As I indicated in previous posts, if you are a homeowner and file suit against a contractor in Washington, you can attach their contractor’s registration bond. This bond will be $12,000.00 if the contractor is a general contractor and $6,000.00 if the contractor is a specialty contract. A specialty contractor is a contractor that only does one trade. For instance, a plumber or an electrician. A general contract is able to do more than one trade, for instance, a home builder. If you have any doubts about whether your contractor has a $12,000.00 or $6,000.00 registration bond, you can look it up here: https://secure.lni.wa.gov/verify/. You can also verify whether any other action has been filed against the bond.
A question that comes up is if, and to what extent, you can claim attorney fees on a contractor’s bond. If your contract with the contractor does not have an attorney fees provision, you can still claim attorney fees against the bond up to the amount of the bond (i.e., $12,000.00 or $6,000.00 depending on the bond). The appropriate statute here is RCW 18.27.040(6). Any fees and costs awarded under RCW 18.27.040(6) are only available as against the surety and not the contractor and even then, only up to the amount otherwise available on the bond. Cosmopolitan Engineering Group, Inc. v. Ondeo Degremont, Inc., 159 Wn. 2d 292 (2006); Brotherton v. Kralman Steel Structures, Inc., 165 Wn.App. 727 (2011). In short, you can claim attorney fees up to the amount of the bond and collect them against the surety (the issuer of the bond) and not the contractor.

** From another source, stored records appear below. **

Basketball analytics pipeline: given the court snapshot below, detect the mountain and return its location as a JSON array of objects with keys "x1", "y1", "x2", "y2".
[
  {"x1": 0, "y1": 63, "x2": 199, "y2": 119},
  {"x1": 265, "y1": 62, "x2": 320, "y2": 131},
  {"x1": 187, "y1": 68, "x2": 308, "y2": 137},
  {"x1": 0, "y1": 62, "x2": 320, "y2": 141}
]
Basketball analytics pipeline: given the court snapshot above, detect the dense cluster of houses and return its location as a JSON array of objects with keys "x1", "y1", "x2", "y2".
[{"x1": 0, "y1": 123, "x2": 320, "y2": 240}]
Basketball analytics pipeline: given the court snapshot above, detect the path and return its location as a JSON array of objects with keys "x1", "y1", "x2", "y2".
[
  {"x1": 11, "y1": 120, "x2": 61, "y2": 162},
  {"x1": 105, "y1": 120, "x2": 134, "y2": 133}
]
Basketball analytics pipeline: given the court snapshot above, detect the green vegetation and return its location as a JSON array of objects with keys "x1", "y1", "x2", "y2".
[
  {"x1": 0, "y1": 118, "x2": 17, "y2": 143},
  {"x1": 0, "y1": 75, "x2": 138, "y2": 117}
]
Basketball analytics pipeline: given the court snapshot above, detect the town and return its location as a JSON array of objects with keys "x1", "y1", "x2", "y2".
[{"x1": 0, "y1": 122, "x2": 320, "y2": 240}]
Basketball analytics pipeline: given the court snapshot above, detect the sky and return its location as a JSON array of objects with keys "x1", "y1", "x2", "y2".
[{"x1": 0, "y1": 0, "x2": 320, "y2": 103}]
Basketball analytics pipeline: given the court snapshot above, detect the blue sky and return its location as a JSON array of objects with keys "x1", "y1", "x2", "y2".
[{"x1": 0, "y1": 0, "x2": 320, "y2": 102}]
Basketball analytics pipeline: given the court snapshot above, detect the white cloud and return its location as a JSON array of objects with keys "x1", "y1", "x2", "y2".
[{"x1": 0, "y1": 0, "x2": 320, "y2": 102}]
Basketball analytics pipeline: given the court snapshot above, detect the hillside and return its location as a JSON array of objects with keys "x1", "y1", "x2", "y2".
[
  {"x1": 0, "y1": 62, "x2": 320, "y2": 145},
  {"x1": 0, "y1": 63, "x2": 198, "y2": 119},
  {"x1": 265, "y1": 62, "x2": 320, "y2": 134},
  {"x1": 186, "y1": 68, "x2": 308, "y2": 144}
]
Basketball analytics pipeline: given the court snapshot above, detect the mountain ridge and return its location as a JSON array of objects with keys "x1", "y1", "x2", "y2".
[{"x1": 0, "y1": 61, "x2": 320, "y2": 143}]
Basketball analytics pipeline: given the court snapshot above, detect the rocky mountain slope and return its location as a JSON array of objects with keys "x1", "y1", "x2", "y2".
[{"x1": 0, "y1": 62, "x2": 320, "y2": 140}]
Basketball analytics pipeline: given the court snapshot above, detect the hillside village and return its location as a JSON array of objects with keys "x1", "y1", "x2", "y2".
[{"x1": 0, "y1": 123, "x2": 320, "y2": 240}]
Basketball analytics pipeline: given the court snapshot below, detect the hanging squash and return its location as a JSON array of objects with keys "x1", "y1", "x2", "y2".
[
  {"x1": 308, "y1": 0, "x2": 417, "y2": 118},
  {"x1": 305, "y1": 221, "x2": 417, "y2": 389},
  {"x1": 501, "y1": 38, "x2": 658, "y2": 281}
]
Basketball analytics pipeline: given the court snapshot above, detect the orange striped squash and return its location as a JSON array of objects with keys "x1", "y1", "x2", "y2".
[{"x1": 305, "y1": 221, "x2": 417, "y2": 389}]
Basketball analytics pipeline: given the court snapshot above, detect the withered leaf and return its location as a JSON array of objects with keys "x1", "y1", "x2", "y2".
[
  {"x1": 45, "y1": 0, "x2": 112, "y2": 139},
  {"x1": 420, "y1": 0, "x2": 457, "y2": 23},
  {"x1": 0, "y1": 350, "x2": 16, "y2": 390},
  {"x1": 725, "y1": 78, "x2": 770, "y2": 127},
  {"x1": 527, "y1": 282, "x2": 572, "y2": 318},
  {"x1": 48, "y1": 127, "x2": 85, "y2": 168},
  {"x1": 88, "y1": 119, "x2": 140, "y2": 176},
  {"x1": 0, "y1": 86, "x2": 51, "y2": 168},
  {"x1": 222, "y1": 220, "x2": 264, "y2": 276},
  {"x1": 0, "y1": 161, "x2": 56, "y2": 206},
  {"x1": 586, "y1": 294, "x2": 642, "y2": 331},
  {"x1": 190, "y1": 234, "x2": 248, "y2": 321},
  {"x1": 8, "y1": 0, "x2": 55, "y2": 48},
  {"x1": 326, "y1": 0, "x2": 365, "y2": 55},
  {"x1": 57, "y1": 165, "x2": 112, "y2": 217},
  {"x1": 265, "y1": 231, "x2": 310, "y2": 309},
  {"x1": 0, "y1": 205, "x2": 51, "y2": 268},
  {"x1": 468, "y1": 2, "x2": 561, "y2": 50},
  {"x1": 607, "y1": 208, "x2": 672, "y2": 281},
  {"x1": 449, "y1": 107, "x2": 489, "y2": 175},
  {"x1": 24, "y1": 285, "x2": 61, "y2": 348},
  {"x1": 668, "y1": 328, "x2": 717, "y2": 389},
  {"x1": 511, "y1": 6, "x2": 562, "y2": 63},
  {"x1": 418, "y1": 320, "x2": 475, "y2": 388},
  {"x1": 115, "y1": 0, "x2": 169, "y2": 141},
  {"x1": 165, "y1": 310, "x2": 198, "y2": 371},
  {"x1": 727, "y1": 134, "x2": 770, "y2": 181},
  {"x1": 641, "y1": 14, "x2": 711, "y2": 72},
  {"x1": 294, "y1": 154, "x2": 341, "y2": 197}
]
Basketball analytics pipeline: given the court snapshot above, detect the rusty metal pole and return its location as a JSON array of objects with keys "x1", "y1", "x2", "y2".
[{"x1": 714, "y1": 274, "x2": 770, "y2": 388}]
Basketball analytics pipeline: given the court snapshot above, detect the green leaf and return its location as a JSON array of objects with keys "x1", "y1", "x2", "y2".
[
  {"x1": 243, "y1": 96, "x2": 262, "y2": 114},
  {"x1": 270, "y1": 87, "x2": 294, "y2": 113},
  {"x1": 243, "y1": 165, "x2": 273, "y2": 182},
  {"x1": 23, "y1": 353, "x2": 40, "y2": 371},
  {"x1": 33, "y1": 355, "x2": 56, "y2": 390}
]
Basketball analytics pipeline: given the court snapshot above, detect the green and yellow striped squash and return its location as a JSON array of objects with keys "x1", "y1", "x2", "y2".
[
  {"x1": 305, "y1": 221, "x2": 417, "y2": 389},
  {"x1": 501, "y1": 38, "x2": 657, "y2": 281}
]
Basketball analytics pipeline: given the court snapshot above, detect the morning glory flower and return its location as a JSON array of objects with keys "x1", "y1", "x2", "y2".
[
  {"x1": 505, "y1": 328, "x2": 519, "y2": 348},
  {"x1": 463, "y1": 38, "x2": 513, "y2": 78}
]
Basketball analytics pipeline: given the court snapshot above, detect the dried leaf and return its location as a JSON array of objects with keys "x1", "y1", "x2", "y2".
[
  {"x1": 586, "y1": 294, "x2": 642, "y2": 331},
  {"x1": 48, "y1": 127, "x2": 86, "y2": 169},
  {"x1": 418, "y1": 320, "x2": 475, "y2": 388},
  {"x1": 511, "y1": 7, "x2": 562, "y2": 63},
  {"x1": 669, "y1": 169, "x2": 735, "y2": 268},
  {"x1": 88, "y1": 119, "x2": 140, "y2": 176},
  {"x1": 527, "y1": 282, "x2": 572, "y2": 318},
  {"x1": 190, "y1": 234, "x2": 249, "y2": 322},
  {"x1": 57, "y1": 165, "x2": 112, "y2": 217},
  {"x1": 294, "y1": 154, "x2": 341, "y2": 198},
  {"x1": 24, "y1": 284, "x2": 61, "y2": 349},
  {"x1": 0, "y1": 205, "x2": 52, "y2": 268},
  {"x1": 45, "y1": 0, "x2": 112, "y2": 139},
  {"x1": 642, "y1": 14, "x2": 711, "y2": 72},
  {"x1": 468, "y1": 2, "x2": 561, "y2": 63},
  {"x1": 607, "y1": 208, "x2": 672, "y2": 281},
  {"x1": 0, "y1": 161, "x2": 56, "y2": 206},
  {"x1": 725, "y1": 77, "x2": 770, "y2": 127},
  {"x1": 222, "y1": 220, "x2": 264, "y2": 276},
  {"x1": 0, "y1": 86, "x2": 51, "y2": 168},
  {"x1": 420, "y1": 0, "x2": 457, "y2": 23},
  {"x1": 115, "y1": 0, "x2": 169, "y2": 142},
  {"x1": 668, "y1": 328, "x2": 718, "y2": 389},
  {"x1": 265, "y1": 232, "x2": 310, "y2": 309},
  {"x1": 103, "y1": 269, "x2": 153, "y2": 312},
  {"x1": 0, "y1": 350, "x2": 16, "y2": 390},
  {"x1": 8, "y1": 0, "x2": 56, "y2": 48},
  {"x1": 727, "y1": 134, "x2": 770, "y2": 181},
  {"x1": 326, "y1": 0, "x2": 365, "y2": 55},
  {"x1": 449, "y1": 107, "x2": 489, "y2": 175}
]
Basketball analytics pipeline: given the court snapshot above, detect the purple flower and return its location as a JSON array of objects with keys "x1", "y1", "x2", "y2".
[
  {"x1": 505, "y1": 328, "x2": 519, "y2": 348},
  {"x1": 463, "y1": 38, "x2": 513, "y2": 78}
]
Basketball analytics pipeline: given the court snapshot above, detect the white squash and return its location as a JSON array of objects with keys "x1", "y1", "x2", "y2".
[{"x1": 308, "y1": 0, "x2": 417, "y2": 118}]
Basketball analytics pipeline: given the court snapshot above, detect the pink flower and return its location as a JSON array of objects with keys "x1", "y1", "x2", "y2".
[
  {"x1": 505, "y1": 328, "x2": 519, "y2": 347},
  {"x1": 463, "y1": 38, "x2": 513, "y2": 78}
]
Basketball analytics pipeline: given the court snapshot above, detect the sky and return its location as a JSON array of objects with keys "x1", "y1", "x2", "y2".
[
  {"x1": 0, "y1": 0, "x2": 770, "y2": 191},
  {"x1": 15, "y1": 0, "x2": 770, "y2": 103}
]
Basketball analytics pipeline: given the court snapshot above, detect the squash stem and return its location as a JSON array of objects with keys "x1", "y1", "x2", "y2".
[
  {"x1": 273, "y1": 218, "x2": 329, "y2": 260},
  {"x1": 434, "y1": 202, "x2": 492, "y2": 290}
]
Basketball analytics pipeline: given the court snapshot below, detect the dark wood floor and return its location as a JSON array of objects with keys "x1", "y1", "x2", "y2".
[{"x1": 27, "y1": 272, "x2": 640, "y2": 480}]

Again, if you have an attorney fees provision in your contract (which is common) you can claim attorney fees against the contractor and you are not limited by the amount of the bond.
Legal Disclaimer: The information on this page does not constitute legal advice and should not be relied upon as each situation is fact specific and it is impossible to evaluate a legal problem without a comprehensive consultation and review of all the facts and documents at issue. The information on this page is solely for the purpose of legal education and is intended to only provide general information about the matters stated therein. The information on this page should not be used as a substitute for competent legal advice from a licensed attorney that practices in the subject area of the matters stated therein. No attorney-client relationship is formed without an actual agreement confirmed in writing. I am licensed only in Washington and Oregon.